A bold ambition. Unlikely, sure. But if she pulls it off? Fantastic. That’s how innovation happens: someone staring at the universe and saying, “I bet I can fix that.”

The problem wasn’t the idea. The problem was her job posting, which essentially read: I need someone to do all the grunt work while I float above the clouds like Zeus tossing down lightning bolts of inspiration. She wanted people to run the numbers, crunch the data, and compile the results. Basically everything but think the thought.

“I’m an IDEA person,” she wrote in the comments, as though it were a credential.

I laughed. Everyone is an idea person. Sit next to a drunk guy at a bar and he’ll have fifty, half of them about how to get rich selling deer jerky door-to-door. An idea, on its own, is like a gym membership. It feels productive the moment you sign up, but it doesn’t get you any muscles until you actually show up and sweat.

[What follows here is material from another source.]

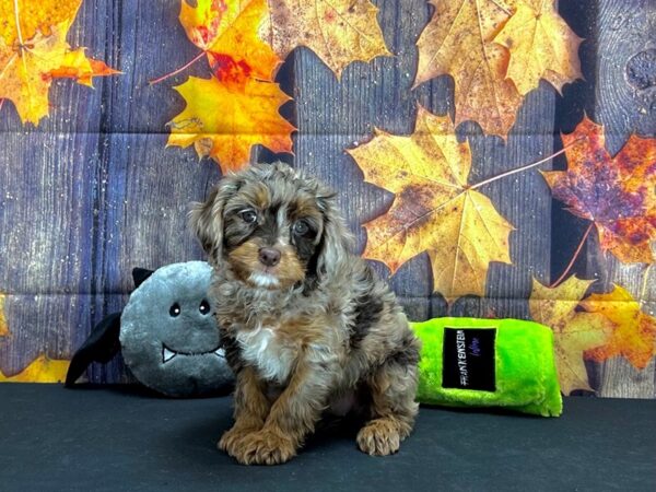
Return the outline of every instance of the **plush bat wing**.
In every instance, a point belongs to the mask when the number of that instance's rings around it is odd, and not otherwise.
[[[132,269],[134,289],[138,289],[153,273],[154,270],[145,268]],[[120,315],[121,313],[113,313],[106,316],[91,331],[89,338],[73,355],[66,375],[66,387],[72,388],[92,362],[106,364],[120,350]]]
[[[109,362],[120,350],[118,335],[120,332],[120,313],[113,313],[98,323],[78,349],[68,373],[66,375],[66,387],[74,386],[75,380],[86,371],[92,362],[103,364]]]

What I see more and more are these self-anointed “thought leaders.” Their only discernible skill is forwarding tasks to someone else. They dress up their avoidance with shiny words like “strategic mindset” or “product visionary,” but really, they’re allergic to effort. They treat labor like a contagious disease. You half expect them to sanitize their hands after shaking yours, in case a little actual work rubbed off.

This is where the “nobody wants to work anymore” chant always gets it wrong. It’s not the grocery clerk, the plumber, or the fresh-out-of-college kid with student debt the size of a starter home. The people who don’t want to work are the ones holding conference calls about their “disruptive ideas” while someone else updates the slides.

On this Labor Day, I want to say: ideas are nice, but labor is what matters. It’s the work you do, not the inspirational LinkedIn post you make about how much you’re doing. Without labor, there is no holiday. There’s just a long weekend where you tell people, “I could totally rewrite quantum mechanics,” while waiting for someone else to bring you a hamburger from the grill.

As for me, I’ve got plenty of ideas too. They’re all written down in a notebook somewhere. Maybe one day, when I find someone to do the grunt work, I’ll get around to them.